5. María, asociándose a la obra de su Hijo, nos anima a dar a conocer la obra salvadora de Jesucristo a quienes opinan que no necesitan salvación; a quienes piensan, equivocadamente, que la ciencia resolverá todos los problemas del hombre. Pero la ciencia no tiene respuesta alguna ante la muerte y calla. La ciencia nos puede acompañar y ayudar más o menos tiempo; puede aliviar nuestros sufrimientos y dolores; pero la ciencia no resuelve la muerte; más la certifica y basta.
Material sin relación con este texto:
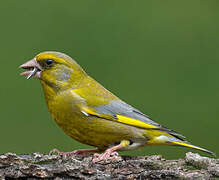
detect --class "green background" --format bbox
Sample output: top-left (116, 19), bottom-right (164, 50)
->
top-left (0, 0), bottom-right (219, 159)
Solo la fe y el amor de Dios superan la muerte; solo el cristiano que muere en Cristo, resucita con Cristo. Hemos de asociar nuestra vida, nuestros sufrimientos y nuestra muerte a la muerte de Jesucristo; solo así adquiere sentido la muerte. Cristo ha vencido la muerte; y muriendo en Él, resucitamos con Él.

 

6. Tampoco la ciencia tiene respuesta ante el “sentido del dolor”. Cristo ha aceptado voluntariamente el dolor y nos ha enseñado que el sufrimiento tiene sentido: sirve para madurar a la persona humana; sirve para transformarla y transfigurarla. La verdadera respuesta del dolor está en la cruz del Señor; y esta respuesta podemos ofrecerla nosotros a nuestro mundo. La Virgen de los Dolores nos exhorta a promover la el anuncio de la buena nueva de la salvación del ser humano.

         Ella permaneció unida con ardiente amor, cumpliendo con fidelidad la nueva misión de Madre espiritual del discípulo predilecto y de la Iglesia naciente; y ahora de todos nosotros. Ella es la madre espiritual, que nos enseña el camino que lleva a Cristo; es la que nos enseña el sentido del dolor.

Pedimos a la Santísima Virgen de los Dolores que interceda por todos nosotros, para que seamos capaces de ser cristianos valientes que vivan el compromiso de la fe, las exigencias del amor y la firmeza de la esperanza cristiana.

¡Que la Virgen de los Dolores proteja con su maternal intercesión a todos los miembros de la Orden de Servitas!

¡Y que el Señor nos conceda celebrar una fecunda Semana Santa y una alegre y festiva Pascua de Resurrección! Amén.